A few random thoughts:

1. Terrorism already is a crime in most civilized states. Moreover, the U.S., like many countries, has very expansive extra-territorial jurisdiction mechanisms for bring terrorists and other international “criminals” to trial. Nevertheless, “the Dread Pirate bin Laden” referred to by Douglas Burgess has been under indictment in the U.S. since the spring of 1998 — i.e., BEFORE the embassy bombings, BEFORE the Cole bombing, and BEFORE 9/11. He, shall we say, remains a fugitive. This is why, for instance, then-Democratic Party presidential hopeful, Howard Dean, fully two years AFTER the 9/11 attacks, had the opportunity to assert that he could not render an opinion regarding what should be done about bin Laden since, in his view, it would be irresponsible “to prejudge jury trials.” Dean has since been chosen Chairman of the Democratic Party, many of whose heavyweights last week expressed outrage at the suggestion by Carl Rove that, after the 9/11 attacks, liberals wanted to respond to al Qaeda by filing indictments.
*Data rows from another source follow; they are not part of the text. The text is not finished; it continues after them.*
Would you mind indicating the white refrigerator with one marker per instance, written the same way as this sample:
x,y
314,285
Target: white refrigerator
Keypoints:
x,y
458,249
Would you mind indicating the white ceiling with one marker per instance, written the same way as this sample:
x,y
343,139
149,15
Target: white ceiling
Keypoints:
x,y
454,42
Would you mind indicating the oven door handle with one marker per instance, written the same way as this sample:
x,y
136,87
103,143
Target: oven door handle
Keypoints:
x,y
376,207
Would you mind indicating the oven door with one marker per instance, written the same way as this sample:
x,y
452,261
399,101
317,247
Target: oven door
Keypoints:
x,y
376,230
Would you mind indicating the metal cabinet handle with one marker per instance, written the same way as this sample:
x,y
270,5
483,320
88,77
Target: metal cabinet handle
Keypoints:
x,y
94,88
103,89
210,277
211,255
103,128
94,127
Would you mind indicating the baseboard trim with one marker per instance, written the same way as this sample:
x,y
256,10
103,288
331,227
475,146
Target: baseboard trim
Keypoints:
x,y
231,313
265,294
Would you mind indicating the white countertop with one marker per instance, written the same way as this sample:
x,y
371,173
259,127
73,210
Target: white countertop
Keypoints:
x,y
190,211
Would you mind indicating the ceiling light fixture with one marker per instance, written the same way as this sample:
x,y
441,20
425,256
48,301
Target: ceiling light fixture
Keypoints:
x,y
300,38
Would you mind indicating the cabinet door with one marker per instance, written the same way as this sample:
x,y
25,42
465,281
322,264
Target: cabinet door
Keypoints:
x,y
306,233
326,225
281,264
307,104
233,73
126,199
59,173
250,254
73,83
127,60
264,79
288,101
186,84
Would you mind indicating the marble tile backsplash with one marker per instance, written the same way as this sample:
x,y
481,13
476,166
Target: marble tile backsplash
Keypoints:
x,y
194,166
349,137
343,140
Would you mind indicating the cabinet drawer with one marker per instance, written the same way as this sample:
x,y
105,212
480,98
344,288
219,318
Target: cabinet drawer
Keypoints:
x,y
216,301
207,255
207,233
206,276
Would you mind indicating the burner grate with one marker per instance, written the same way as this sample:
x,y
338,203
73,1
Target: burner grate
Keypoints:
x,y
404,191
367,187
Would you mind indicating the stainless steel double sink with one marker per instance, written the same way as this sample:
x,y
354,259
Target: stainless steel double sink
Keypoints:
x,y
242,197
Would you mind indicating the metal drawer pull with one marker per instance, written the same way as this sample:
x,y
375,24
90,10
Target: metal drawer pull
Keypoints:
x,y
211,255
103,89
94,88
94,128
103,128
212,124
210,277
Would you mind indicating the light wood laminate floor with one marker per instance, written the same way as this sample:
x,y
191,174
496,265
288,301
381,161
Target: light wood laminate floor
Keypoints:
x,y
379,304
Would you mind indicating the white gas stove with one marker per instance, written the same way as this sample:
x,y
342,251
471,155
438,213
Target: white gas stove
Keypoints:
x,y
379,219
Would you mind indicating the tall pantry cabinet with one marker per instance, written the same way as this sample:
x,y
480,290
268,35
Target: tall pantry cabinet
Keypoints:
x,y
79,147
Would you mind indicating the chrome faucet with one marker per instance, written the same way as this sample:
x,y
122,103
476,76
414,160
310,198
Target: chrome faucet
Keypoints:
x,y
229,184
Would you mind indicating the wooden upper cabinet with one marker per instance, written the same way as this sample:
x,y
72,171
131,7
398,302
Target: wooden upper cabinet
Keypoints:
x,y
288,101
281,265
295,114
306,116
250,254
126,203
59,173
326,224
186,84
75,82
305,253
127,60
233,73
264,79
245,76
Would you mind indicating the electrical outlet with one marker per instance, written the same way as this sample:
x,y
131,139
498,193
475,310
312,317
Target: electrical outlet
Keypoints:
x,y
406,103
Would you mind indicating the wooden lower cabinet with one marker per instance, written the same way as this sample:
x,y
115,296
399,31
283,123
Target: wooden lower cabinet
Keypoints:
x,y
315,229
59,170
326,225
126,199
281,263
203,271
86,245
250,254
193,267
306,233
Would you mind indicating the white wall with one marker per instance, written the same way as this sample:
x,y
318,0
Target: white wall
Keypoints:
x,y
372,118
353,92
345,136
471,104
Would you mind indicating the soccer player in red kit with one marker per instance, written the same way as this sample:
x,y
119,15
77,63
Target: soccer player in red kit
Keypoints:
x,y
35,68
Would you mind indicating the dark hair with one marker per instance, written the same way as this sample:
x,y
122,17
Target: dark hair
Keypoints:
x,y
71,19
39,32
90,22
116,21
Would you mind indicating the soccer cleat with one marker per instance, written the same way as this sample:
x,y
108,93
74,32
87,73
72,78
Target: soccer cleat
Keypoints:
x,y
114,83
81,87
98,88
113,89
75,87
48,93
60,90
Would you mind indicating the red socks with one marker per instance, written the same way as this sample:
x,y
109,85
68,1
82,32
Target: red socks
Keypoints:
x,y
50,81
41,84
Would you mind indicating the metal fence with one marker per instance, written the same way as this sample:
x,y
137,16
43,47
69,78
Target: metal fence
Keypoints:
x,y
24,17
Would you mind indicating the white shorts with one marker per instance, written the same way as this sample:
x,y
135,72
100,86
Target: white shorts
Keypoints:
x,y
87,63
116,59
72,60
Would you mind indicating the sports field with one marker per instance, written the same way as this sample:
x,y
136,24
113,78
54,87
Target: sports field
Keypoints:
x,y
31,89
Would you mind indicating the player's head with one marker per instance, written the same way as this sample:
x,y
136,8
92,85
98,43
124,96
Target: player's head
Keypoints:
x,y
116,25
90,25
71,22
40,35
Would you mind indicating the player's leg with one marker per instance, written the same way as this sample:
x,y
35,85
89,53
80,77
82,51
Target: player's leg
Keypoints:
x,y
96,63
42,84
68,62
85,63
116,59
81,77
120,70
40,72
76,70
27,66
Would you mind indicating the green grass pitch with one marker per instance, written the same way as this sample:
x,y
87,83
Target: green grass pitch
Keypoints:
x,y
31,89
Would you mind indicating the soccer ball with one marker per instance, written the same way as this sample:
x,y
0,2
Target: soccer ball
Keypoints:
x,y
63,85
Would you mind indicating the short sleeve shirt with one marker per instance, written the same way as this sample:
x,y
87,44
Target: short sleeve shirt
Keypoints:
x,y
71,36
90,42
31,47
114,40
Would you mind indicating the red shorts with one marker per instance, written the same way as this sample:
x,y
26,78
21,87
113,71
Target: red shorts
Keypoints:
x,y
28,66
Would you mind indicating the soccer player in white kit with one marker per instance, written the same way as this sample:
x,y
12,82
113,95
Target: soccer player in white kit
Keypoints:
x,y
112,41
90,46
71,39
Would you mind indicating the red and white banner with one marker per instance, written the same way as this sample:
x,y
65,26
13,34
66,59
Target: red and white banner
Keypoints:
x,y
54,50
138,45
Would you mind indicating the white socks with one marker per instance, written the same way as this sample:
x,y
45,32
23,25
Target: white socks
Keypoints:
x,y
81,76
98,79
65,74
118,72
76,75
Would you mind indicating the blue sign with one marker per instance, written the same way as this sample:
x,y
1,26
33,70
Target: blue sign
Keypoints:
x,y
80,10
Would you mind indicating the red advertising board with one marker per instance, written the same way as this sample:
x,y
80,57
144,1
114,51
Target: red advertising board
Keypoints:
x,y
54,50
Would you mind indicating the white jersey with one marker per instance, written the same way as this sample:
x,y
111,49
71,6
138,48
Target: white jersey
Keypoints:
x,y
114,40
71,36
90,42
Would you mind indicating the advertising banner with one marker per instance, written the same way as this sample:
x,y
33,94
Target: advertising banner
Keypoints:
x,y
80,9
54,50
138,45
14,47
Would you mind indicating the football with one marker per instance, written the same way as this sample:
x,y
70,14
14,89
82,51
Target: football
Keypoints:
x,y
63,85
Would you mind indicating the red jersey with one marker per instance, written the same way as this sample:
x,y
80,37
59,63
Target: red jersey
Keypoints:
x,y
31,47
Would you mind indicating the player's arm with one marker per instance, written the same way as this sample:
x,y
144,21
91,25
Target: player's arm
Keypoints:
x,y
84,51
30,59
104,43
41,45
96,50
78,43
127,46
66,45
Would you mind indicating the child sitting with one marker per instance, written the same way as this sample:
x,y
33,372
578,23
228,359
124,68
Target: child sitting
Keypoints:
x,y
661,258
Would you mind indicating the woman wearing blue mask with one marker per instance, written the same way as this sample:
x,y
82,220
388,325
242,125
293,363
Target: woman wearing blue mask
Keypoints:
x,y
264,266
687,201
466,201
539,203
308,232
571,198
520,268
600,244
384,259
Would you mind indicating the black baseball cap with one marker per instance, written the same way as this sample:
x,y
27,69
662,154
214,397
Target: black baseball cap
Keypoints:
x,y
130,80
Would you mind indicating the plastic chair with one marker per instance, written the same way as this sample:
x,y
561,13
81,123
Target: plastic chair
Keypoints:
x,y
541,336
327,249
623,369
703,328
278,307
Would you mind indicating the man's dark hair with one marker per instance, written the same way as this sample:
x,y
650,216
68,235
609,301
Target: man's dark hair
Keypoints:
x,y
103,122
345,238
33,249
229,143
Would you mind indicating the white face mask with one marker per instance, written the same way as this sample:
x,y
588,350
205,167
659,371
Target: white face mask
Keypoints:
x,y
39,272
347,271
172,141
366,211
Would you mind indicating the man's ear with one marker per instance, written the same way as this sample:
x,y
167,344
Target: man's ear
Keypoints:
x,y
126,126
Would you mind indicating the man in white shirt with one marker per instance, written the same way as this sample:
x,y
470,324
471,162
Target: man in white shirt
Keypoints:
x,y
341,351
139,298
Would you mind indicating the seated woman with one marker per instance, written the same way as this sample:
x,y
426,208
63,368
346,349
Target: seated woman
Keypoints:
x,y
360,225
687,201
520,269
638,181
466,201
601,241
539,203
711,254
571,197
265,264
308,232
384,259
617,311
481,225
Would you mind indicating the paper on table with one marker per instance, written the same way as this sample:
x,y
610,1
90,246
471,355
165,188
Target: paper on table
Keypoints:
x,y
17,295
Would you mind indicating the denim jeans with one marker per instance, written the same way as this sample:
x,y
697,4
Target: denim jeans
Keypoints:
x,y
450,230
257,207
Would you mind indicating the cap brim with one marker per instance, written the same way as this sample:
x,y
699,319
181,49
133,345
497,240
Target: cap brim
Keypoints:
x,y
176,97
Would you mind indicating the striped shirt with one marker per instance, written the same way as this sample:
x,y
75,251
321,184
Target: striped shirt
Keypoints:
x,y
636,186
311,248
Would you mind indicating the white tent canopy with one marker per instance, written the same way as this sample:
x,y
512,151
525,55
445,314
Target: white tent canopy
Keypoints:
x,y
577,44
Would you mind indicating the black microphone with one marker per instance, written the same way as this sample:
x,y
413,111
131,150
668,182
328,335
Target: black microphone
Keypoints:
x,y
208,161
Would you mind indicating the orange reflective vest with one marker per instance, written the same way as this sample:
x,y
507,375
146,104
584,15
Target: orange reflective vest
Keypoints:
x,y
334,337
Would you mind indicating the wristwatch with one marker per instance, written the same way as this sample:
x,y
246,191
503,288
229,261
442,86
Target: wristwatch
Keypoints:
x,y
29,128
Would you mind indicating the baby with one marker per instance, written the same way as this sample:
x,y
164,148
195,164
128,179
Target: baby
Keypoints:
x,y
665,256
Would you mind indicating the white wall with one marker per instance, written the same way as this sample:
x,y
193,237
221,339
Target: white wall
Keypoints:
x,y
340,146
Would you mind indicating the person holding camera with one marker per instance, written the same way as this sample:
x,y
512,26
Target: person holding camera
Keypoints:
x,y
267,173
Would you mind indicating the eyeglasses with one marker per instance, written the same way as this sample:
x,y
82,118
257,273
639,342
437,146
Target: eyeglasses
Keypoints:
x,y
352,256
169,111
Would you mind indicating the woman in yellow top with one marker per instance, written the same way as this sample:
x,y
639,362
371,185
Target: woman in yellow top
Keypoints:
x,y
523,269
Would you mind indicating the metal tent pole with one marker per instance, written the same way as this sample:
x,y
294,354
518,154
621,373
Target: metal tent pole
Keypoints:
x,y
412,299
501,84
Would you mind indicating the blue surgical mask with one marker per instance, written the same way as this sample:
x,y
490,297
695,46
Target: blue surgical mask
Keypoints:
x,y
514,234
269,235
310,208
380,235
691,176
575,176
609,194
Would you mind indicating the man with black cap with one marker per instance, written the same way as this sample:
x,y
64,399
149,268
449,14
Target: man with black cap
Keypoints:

2. The reason that terrorism is not a crime (or at least not treated as such) in other places, and that the UN can’t seem to agree on a definition, is because the terrorists are not regarded as savages. While this may come as a shock to Burgess & the NYTimes, anyone who watches the proceedings of the UN General Assembly, particularly regarding Israel, has probably noticed that the majority of the 191 or so recognized UN states contend that terrorists are freedom fighters.

3. The thought that China and Russia would alter their behavior toward dissidents if there was suddenly a consensus international definition of terrorism is beyond laughable.

4. The United States has not “flouted its own constitutional safeguards” by maintaining captured enemy combatants. The combatants are aliens captured overseas at wartime and are not among the American citizens and legal aliens (i.e., U.S. persons) who are entitled to constitutional safeguards. Even the Supreme Court, in opening the U.S. courts to habeas petitions by enemy combatants, did not pretend that its ruling (in Rasul v. Bush (2004)) was compelled by the Constitution. Rather, it rested its ruling on the federal habeas corpus statute (28 U.S.Code, Sec. 2241) — which means that if Congress got off its duff and amended the habeas statute statute tomorrow, the terrorists could be foreclosed from using our own courts as a weapon against us in the middle of a war, and the Constitution wouldn’t have a thing to say about it.

5. The United States has not confined terrorists to a status outside the law. The Laws of War, which are older than the U.S., apply. The terrorists are not entitled to protections, UNDER those very laws of war, because they do not comply with them. Granting them legal protections would thus reward them for mass murdering civilians, targeting civilian infrastructure, not wearing uniforms or carrying their arms openly, etc.

6. The ability to treat terrorists as criminals or combatants gives governments flexibility in adopting whichever strategy, in any particular case, best effectuates the overall goal of destroying the terrorist networks. Removing the combatant option in favor of a compulsory legal regime — particularly one aimed at proceedings in a court whose authority the U.S. does not recognize, viz., the ICC — would necessarily shift the advantage from the states victimized by terrorists to the terrorists.

7. Leaving aside some important dissimilarities between piracy and terrorism (such as the latter’s motivation by a radical ideology that does not seek money or recognize the states it attacks as legitimate, while the former made treaties and was happily bought off at the right price), Burgess and, derivatively, the NYTimes fail to tell us what rights (such as, perhaps, counsel at public expense, Miranda warnings, etc.) and discovery (meaning disclosure of sensitive intelligence) they would accord to the terrorists in the proposed piracy-analogue legal regime.

8. It wasn’t boatloads of prosecutors President Thomas Jefferson dispatched “to the shores of Tripoli.” It was THE MARINES!